AuthorFeldman, David H.
PositionBook Reviews

By Kenneth Dam.

Chicago: University of Chicago Press, 2001. Pp. xvi, 341. $32.50.

A book on U.S. international economic policymaking written by a current deputy secretary of the Treasury warrants attention. When that deputy secretary is Kenneth Dam, you can count on clear-eyed analysis and a wealth of personal experience, as he puts it, "in the front lines of international economic policy warfare in government and industry" (p. xii).

His purpose here is twofold. The first is to build a common conceptual framework for understanding how policy toward international issues as diverse as trade, exchange rates, or the environment emerge from the U.S. political process. That framework is based on public choice analysis augmented by a refined understanding of the rules and institutional structures that influence legislative and executive branch decision making.

His second motive is part normative: to use his framework to identify why the political process has produced better outcomes, defined as higher average living standards, in some institutional settings or over certain issues but not in others. Dam borrows the term "statecraft" from his colleague and mentor George Schultz to describe how the institutional setting can be structured to shape political outcomes toward these preferred high-income results. Much of the book is dedicated to exploring the bidirectional causality between interest group activities and statecraft options in a wide variety of policy areas.
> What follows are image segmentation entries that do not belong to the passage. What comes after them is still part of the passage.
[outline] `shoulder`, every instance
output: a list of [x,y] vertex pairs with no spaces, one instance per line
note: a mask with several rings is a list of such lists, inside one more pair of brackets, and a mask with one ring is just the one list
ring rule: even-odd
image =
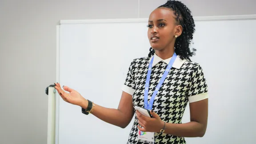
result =
[[187,60],[184,63],[182,66],[183,68],[185,68],[192,72],[196,71],[202,71],[203,68],[201,65],[196,62]]
[[134,59],[132,60],[130,66],[133,68],[138,68],[139,66],[140,67],[143,67],[144,65],[146,66],[148,63],[150,58],[148,57],[143,57]]

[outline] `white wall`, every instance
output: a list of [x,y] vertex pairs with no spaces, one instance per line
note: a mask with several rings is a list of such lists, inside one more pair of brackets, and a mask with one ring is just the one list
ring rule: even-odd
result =
[[[60,20],[148,17],[165,1],[0,0],[0,144],[47,143]],[[256,14],[255,0],[182,1],[194,16]]]

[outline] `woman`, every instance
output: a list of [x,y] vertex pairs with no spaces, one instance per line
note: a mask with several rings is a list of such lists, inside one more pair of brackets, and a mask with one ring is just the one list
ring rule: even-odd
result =
[[[152,12],[148,27],[148,56],[132,62],[117,109],[92,104],[67,86],[63,88],[70,93],[65,92],[59,83],[55,88],[64,100],[81,106],[84,113],[122,128],[136,112],[128,144],[185,144],[184,137],[203,136],[208,88],[201,67],[189,58],[194,54],[189,46],[195,31],[190,11],[180,2],[168,0]],[[191,121],[182,124],[188,103]],[[152,109],[153,117],[135,111],[135,106]],[[153,140],[143,141],[141,136],[147,133],[153,134]]]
Although this book is suffused with economic reasoning and with concepts from political economy, the intended audience is the nonspecialist reader. For practicing economists, the insights are mostly about political processes under institutional constraints, or what Darn calls "the micro-politics of Washington." For our undergraduates, the interplay between economic theory and political behavior would add real spice to many courses in the economics curriculum, and I would expect selected chapters to appear in many syllabi in coming years.

The book is divided into four parts. The four chapters that make up part 1 lay out the analytic framework Dam uses later on to explore a wide variety of substantive issues. Chapters 1 and 2 introduce his view of interest group politics, rent seeking by private groups, the role of parties, and how statecraft strategies can make political outcomes more economically efficient. Economics students will have to get used to Dam's interesting terminology...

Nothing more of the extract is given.